One or two yellow to cream-coloured, sometimes pinkish flowers, with dark maroon markings are borne on a stalk 15-30 cm tall. The flowers are 7-11 cm long and 4-9 cm wide. The bases of the sepals and petals are linear to lance-shaped and held stiffly for about one-third, then suddenly narrow to a dark brown, densely glandular thread-like section. The dorsal sepal is erect, linear to lance-shaped, 4.5-7 cm long, 2-3 mm wide at the base and has its edges slightly turned inwards. The lateral sepals are spreading and downcurved, 5-7.5 cm long and 2-3 mm wide at the base and are inclined downwards. The petals are 4.6-6.5 cm long and 2-3 mm wide at the base, spread widely near the base then incline downwards. The labellum is white or pale yellow with maroon stripes, spots and blotches. It is comparatively small, diamond-shaped, 7-11 mm long and 6-8 mm wide and curves downward at the front. The sides of the labellum curve upwards and have a fringe of small teeth decreasing in size towards the front of the labellum. There are 6 to 14 creamy-white or pale pink, narrow anvil-shaped calli in two rows in the centre of the labellum for at least half of its length. Flowering occurs from July to late September. This species is similar to Caladenia polychroma but its flowers, especially its labellum is smaller.

==Taxonomy and naming==
Caladenia dimidia was first formally described by Stephen Hopper and Andrew Brown in 2001 from a specimen collected by Hopper south-east of Hyden. The description was published in Nuytsia.
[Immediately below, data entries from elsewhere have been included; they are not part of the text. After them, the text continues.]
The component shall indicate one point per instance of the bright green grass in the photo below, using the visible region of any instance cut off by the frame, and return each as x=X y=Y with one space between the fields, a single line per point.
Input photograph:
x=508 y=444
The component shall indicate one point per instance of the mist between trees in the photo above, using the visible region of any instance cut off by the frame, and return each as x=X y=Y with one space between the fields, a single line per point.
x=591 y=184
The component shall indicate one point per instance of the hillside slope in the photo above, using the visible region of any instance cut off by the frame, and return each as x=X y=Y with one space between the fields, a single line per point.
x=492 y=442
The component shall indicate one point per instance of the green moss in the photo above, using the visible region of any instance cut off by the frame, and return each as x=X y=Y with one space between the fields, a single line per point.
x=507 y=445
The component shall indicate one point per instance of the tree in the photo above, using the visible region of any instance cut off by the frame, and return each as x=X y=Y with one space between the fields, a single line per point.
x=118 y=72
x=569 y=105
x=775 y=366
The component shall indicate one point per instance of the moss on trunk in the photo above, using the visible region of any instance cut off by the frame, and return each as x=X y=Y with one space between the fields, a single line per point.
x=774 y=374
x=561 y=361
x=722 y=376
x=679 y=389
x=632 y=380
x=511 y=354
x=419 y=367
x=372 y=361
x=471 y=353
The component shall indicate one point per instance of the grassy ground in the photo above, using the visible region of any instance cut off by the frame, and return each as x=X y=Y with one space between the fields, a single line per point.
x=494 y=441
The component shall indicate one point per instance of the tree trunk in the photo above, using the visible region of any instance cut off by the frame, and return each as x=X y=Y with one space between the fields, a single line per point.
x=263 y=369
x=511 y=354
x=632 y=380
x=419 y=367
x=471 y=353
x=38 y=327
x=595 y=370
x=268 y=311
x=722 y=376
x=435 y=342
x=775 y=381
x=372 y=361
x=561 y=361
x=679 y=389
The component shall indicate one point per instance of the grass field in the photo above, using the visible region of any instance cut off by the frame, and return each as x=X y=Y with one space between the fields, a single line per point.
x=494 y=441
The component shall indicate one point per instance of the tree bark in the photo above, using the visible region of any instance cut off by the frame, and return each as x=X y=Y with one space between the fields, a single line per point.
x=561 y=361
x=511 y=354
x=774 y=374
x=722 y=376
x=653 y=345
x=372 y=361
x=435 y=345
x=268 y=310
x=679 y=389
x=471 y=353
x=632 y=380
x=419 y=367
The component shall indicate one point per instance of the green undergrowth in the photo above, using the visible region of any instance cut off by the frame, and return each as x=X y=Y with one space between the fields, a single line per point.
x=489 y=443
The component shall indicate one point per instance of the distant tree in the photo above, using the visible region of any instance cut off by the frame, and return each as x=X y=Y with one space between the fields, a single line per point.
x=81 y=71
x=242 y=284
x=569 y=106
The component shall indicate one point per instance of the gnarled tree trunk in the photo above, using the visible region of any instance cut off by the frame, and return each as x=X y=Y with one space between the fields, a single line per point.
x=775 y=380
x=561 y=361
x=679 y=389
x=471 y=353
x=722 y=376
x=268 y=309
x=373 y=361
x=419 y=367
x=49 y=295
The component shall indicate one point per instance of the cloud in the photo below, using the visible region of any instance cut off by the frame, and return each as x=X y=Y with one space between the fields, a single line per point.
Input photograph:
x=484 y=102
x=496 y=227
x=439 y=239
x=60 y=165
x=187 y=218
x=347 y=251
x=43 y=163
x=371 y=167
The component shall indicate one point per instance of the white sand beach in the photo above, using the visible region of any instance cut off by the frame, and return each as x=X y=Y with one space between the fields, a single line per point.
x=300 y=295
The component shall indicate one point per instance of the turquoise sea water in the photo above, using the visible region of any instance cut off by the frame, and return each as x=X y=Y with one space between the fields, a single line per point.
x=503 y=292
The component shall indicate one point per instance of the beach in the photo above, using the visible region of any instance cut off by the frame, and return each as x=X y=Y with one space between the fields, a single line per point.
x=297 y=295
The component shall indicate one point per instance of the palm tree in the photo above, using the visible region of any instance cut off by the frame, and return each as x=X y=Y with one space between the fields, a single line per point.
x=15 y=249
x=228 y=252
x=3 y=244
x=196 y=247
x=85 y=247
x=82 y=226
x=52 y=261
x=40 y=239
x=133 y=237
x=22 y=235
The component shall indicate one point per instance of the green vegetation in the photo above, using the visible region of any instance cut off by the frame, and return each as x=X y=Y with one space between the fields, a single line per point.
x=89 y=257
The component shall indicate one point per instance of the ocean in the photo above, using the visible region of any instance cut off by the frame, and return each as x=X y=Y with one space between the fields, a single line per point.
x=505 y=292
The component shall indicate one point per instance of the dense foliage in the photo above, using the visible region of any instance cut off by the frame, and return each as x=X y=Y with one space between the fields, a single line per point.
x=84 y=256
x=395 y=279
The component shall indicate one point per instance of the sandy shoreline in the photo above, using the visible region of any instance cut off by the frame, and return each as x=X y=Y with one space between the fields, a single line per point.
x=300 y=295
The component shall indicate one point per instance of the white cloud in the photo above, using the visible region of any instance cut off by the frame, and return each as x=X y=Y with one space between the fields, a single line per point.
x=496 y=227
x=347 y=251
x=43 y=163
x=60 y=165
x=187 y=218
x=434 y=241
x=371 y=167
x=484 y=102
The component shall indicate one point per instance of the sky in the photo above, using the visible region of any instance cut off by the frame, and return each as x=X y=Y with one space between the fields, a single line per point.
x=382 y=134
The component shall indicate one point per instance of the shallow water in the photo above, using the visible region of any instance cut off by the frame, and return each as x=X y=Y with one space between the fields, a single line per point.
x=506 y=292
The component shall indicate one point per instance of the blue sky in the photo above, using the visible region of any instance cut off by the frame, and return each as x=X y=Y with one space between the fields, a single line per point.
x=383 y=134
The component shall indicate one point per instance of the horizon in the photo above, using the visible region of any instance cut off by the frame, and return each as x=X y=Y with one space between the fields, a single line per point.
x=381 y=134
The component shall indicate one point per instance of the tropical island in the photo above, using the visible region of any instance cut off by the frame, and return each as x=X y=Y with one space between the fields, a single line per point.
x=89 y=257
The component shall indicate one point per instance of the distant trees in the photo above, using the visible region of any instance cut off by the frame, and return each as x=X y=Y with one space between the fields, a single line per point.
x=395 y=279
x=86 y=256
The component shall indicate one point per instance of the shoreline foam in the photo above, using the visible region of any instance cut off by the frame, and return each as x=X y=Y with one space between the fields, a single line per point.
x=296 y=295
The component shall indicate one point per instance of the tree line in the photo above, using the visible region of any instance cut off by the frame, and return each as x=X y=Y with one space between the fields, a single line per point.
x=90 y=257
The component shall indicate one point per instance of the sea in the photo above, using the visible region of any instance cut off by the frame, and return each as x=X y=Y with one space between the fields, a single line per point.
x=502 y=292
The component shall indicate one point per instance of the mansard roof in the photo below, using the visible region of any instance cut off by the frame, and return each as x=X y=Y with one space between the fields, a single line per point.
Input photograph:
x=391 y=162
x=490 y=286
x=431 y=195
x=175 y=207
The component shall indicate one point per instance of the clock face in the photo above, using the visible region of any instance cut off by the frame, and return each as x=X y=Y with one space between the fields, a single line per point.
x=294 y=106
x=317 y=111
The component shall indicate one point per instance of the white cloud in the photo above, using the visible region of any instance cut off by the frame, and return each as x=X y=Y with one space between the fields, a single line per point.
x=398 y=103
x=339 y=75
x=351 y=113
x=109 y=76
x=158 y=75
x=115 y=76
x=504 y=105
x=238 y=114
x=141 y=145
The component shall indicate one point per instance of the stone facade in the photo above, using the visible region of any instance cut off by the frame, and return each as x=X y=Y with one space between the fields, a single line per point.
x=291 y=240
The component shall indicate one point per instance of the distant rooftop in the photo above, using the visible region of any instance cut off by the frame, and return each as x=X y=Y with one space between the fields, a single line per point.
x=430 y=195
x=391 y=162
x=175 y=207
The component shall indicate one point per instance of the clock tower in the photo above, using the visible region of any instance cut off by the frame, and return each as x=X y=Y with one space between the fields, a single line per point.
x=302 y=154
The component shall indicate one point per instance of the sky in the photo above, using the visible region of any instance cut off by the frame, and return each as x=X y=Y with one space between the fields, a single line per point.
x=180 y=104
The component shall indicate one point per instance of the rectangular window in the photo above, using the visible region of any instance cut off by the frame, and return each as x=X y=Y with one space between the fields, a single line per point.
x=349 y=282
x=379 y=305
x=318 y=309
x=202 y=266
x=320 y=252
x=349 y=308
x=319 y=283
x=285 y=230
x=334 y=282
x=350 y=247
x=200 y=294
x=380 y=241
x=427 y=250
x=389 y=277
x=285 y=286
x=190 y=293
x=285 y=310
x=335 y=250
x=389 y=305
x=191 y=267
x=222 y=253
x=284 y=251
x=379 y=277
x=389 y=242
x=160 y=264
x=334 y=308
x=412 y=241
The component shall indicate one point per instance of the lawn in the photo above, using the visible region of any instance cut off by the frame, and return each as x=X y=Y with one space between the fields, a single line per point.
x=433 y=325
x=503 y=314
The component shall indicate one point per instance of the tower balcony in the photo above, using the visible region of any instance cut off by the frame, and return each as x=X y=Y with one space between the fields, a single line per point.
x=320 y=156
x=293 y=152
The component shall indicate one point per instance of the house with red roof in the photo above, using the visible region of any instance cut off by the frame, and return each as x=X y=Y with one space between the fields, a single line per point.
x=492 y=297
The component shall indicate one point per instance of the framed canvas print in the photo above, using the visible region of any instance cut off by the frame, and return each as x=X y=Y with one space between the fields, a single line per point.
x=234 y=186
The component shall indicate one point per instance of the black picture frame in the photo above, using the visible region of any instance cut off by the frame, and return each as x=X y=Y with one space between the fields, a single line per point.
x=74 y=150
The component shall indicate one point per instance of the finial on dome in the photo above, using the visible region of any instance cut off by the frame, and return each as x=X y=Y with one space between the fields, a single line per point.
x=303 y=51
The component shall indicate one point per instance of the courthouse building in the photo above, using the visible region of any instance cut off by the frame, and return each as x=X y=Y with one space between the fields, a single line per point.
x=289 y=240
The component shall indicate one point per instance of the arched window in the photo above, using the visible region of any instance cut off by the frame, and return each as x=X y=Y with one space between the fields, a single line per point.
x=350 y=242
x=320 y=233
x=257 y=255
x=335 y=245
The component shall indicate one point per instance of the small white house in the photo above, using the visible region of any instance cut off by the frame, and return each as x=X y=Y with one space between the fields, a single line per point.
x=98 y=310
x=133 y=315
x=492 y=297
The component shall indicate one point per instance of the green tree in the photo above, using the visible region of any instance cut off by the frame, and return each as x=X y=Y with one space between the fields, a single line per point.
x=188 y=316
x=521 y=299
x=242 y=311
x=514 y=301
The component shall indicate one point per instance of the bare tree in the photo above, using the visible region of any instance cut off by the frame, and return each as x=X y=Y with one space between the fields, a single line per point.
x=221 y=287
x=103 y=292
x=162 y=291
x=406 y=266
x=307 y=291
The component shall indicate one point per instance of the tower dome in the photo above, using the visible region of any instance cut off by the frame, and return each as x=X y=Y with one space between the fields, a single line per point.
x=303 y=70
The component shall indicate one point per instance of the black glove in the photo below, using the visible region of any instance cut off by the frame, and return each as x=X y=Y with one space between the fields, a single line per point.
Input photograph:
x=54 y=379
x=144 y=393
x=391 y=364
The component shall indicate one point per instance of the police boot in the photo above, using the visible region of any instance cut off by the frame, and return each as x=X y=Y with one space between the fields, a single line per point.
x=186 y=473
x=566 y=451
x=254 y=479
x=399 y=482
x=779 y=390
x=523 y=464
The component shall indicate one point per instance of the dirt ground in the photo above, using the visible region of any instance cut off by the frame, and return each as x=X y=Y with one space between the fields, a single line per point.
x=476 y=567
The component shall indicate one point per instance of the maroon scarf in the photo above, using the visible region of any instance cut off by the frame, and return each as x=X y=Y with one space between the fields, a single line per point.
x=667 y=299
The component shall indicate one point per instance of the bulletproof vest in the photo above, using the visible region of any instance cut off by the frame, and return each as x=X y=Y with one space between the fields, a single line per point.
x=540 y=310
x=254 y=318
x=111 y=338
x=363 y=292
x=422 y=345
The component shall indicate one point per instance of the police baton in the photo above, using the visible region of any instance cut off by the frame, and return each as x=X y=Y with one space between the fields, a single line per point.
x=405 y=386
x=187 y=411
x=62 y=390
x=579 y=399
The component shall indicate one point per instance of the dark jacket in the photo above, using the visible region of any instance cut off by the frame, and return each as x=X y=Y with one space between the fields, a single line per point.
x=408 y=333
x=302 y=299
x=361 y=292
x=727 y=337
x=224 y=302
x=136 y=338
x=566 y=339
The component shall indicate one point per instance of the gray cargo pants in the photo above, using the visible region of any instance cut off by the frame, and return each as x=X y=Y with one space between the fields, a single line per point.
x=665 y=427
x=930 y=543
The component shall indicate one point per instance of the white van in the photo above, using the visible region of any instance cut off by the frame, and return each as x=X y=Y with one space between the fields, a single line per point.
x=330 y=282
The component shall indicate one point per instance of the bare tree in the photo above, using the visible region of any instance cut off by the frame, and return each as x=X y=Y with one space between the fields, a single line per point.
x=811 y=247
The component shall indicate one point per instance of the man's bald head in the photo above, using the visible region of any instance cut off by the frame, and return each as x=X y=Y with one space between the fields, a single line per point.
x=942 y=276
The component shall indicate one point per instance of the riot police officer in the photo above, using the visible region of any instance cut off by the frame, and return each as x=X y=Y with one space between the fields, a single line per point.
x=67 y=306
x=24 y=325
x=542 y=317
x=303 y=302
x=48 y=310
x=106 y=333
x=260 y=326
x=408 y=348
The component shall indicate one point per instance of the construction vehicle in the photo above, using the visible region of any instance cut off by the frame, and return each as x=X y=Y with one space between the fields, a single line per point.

The specific epithet (dimidia) is Latin word meaning "half" referring to the characters of this species being half-way between those of C. polychroma and C. paradoxa.

== Distribution and habitat ==
The chameleon orchid is a common orchid in the eastern wheatbelt from near Paynes Find to near Ravensthorpe in the Avon Wheatbelt, Coolgardie, Esperance Plains, Geraldton Sandplains, Jarrah Forest, and Mallee biogeographic regions where it grows in a range of habitats that are generally wet in winter.

==Conservation==
Caladenia dimidia is classified as "not threatened" by the Western Australian Government Department of Parks and Wildlife.